Audrey Niffenegger

Her Fearful Symmetry

Copyright © 2009 by Audrey Niffenegger

For Jean Pateman,

with love.

She said, “I know what it’s like to be dead.

I know what it is to be sad.”

And she’s making me feel like I’ve never been born.

– THE BEATLES

Part One

* *

The End

ELSPETH DIED while Robert was standing in front of a vending machine watching tea shoot into a small plastic cup. Later he would remember walking down the hospital corridor with the cup of horrible tea in his hand, alone under the fluorescent lights, retracing his steps to the room where Elspeth lay surrounded by machines. She had turned her head towards the door and her eyes were open; at first Robert thought she was conscious.

In the seconds before she died, Elspeth remembered a day last spring when she and Robert had walked along a muddy path by the Thames in Kew Gardens. There was a smell of rotted leaves; it had been raining. Robert said, “We should have had kids,” and Elspeth replied, “Don’t be silly, sweet.” She said it out loud, in the hospital room, but Robert wasn’t there to hear.

Elspeth turned her face towards the door. She wanted to call out, Robert, but her throat was suddenly full. She felt as though her soul were attempting to climb out by way of her oesophagus. She tried to cough, to let it out, but she only gurgled. I’m drowning. Drowning in a bed…She felt intense pressure, and then she was floating; the pain was gone and she was looking down from the ceiling at her small wrecked body.
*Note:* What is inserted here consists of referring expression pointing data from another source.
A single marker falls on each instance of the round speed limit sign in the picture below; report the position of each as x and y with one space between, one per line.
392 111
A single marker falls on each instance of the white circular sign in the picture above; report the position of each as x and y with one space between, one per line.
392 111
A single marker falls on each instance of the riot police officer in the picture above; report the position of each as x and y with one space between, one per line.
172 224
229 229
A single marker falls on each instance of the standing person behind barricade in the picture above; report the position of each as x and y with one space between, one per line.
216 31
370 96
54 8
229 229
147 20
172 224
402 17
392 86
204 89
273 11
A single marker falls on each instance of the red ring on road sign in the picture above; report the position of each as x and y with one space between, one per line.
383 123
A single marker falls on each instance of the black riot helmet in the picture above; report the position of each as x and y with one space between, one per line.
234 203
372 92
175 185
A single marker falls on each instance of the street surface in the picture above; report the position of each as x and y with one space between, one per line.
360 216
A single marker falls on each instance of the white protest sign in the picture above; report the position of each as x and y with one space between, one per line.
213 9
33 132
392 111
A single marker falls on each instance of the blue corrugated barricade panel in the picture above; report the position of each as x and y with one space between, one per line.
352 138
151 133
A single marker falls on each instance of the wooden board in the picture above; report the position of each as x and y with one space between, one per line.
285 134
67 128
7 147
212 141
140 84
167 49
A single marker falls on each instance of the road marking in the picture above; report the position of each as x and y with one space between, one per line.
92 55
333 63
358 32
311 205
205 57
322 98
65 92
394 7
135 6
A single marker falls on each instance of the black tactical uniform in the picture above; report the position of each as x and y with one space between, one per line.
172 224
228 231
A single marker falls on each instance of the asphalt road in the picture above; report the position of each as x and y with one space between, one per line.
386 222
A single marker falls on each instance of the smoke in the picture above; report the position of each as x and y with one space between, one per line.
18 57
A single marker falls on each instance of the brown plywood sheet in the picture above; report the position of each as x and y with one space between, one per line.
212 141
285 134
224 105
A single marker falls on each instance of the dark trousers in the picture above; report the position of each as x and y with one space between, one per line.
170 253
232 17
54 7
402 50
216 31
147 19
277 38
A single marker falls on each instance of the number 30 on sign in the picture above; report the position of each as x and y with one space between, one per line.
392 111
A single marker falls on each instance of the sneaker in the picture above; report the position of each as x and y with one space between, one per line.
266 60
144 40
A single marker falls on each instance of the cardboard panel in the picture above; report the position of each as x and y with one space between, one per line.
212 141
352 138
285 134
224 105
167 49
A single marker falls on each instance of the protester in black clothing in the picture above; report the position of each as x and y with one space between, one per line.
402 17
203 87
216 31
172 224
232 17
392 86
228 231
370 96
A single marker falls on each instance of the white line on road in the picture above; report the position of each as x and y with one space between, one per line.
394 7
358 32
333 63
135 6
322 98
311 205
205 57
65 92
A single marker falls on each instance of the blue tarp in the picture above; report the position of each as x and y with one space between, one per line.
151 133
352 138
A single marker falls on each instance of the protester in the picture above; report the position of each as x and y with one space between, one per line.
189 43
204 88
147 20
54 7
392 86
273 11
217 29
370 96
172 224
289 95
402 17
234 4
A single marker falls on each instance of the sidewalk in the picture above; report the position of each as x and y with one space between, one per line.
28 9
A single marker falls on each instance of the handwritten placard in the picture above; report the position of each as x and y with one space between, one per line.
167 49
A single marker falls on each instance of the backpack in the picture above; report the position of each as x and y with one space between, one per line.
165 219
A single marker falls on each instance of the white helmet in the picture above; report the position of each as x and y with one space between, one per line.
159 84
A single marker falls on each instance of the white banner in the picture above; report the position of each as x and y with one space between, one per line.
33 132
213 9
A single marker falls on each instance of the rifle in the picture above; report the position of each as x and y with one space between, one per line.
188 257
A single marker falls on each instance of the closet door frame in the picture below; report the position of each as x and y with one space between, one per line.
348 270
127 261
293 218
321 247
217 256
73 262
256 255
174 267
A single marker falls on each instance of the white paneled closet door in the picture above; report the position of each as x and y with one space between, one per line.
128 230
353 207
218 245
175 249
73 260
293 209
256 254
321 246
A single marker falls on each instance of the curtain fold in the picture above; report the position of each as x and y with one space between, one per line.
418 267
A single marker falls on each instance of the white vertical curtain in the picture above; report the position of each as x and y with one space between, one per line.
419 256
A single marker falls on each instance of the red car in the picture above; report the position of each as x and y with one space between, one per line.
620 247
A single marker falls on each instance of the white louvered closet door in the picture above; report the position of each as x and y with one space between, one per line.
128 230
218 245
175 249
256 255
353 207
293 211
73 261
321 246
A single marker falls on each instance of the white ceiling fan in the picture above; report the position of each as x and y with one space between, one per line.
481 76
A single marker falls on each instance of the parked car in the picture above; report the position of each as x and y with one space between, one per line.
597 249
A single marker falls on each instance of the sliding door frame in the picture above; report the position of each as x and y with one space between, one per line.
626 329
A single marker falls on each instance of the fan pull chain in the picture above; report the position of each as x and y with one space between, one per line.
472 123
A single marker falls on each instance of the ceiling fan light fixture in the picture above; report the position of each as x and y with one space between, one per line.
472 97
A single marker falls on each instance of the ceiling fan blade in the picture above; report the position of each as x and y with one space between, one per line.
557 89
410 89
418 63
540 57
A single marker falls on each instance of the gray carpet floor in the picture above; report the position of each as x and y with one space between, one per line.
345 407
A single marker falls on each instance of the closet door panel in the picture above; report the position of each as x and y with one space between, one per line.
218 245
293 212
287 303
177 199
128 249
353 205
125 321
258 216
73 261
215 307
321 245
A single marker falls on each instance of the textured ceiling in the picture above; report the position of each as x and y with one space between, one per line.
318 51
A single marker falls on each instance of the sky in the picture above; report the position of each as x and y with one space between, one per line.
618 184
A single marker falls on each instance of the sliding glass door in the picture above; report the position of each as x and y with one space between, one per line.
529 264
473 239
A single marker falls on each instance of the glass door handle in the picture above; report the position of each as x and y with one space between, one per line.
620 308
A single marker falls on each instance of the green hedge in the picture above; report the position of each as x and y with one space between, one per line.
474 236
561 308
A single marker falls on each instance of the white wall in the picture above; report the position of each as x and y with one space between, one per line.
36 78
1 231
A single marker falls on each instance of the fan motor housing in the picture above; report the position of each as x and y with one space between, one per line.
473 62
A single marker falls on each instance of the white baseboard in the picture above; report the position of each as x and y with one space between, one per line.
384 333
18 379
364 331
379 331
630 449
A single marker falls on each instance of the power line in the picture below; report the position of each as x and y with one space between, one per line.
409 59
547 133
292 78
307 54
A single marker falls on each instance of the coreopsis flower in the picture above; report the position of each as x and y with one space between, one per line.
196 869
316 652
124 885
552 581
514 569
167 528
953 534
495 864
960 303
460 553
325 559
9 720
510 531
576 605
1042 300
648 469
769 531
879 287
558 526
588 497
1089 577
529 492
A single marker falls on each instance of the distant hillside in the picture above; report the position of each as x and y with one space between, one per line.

Robert stood in the doorway. The tea was scalding his hand, and he set it down on the nightstand by the bed. Dawn had begun to change the shadows in the room from charcoal to an indeterminate grey; otherwise everything seemed as it had been. He shut the door.

Robert took off his round wire-rimmed glasses and his shoes. He climbed into the bed, careful not to disturb Elspeth, and folded himself around her. For weeks she had burned with fever, but now her temperature was almost normal. He felt his skin warm slightly where it touched hers. She had passed into the realm of inanimate objects and was losing her own heat. Robert pressed his face into the back of Elspeth’s neck and breathed deeply.

Elspeth watched him from the ceiling. How familiar he was to her, and how strange he seemed. She saw, but could not feel, his long hands pressed into her waist-everything about him was elongated, his face all jaw and large upper lip; he had a slightly beakish nose and deep-set eyes; his brown hair spilled over her pillow. His skin was pallorous from being too long in the hospital light. He looked so desolate, thin and enormous, spooned around her tiny slack body; Elspeth thought of a photograph she had seen long ago in National Geographic, a mother clutching a child dead from starvation. Robert’s white shirt was creased; there were holes in the big toes of his socks. All the regrets and guilts and longings of her life came over her. No, she thought. I won’t go. But she was already gone, and in a moment she was elsewhere, scattered nothingness.

The nurse found them half an hour later. She stood quietly, taking in the sight of the tall youngish man curled around the slight, dead, middle-aged woman. Then she went to fetch the orderlies.

Outside, London was waking up. Robert lay with his eyes closed, listening to the traffic on the high street, footsteps in the corridor. He knew that soon he would have to open his eyes, let go of Elspeth’s body, sit up, stand up, talk. Soon there would be the future, without Elspeth. He kept his eyes shut, breathed in her fading scent and waited.